Despite numbers to the contrary, UK linebacker Courtney Love thinks the Kentucky defense is improving despite giving up 42 points and 500 yards to New Mexico State. (Photo by Vicky Graff )

Despite numbers to the contrary, UK linebacker Courtney Love thinks the Kentucky defense is improving despite giving up 42 points and 500 yards to New Mexico State. (Photo by Vicky Graff )

Mark Stoops said he was taking over the Kentucky defense last week and almost everyone thought it could not hurt. Yet with Stoops in charge, UK still gave up 42 points and 500 total yards to New Mexico State in a 62-42 win.

Kentucky hosts South Carolina Saturday night — a game many UK fans want to believe is winnable. But is it?

Kentucky ranks 122nd out of 128 teams in total defense (528 yards per game). The only worse defenses are Texas Tech, Arkansas Sate, Bowling Green, Hawaii, Texas State and Rice.

It gets worse. Kentucky is 127th in third-down defense, 116th in run defense, 112th in pass defense and 92nd in sacks. The Cats are also 122nd in scoring defense. Kentucky is also 115th in turnover margin and 102nd in sacks allowed.

Yet linebacker Courtney Love says the defense is getting better. When I asked him how I could explain that to fans who looked at the numbers, he gave me this answer for you after last week’s win.

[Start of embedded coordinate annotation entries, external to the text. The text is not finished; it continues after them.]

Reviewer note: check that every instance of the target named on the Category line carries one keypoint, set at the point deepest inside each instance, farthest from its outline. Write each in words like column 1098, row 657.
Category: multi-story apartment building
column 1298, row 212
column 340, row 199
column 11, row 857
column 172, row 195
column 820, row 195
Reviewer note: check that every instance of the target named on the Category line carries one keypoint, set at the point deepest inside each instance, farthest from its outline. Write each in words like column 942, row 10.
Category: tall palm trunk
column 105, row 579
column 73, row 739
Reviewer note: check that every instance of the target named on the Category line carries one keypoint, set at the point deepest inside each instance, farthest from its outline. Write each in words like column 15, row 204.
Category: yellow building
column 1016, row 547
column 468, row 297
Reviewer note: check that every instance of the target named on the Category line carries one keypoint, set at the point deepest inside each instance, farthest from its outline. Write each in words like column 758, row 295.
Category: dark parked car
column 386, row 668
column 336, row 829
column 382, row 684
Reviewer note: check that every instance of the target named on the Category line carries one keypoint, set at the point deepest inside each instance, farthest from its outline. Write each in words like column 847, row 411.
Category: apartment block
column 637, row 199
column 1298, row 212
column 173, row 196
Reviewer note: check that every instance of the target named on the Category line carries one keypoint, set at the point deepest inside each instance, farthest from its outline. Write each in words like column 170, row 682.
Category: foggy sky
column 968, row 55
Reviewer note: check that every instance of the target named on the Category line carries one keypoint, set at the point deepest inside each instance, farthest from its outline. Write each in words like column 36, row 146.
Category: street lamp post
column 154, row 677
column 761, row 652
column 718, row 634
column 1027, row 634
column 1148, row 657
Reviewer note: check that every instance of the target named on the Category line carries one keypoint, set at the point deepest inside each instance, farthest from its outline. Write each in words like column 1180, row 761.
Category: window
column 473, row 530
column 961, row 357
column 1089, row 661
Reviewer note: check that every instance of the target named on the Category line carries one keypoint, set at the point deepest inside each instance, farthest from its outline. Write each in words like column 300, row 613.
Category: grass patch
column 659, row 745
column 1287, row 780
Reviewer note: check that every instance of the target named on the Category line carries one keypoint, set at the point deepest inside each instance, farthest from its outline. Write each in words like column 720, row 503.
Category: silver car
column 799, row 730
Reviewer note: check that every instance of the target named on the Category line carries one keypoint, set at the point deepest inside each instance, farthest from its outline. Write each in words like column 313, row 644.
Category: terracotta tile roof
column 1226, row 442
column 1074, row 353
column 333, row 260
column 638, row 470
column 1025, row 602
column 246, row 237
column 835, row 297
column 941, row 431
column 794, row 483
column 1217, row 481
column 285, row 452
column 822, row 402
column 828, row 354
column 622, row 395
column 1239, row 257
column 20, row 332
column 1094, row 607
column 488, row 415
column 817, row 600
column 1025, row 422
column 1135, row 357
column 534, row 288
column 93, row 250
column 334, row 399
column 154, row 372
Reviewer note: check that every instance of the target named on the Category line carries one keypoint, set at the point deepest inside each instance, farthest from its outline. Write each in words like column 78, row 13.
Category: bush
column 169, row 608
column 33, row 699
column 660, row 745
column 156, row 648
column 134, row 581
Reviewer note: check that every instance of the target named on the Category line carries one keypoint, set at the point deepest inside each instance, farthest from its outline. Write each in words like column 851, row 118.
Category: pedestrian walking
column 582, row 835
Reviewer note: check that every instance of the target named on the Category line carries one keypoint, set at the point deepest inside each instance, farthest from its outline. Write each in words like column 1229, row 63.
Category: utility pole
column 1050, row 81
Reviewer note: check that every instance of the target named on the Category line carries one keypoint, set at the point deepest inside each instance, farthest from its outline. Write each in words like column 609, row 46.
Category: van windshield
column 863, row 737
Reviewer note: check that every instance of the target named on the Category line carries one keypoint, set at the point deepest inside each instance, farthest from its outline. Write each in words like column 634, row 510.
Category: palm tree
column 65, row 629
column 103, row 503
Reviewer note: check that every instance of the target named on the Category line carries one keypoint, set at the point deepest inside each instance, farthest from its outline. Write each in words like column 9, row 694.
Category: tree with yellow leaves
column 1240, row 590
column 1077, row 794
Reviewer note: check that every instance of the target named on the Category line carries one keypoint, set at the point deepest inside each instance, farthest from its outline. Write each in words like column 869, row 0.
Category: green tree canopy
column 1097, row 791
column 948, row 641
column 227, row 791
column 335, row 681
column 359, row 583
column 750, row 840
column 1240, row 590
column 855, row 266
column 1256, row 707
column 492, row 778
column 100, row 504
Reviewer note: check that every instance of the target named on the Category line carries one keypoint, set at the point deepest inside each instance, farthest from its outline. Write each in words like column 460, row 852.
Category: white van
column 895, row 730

“We are getting better because you see guys making plays. You see guys getting to the ball. You see guys willing to fight the second half. It kind of looked like Southern Miss a little bit when they scored right before the half and they got momentum,” Love said. “We came out and got a stop and then another stop. Guys were just finishing and getting to the ball. You can see guys getting better and we will continue to do that. We just have to be more consistent. That’s all I can tell fans.”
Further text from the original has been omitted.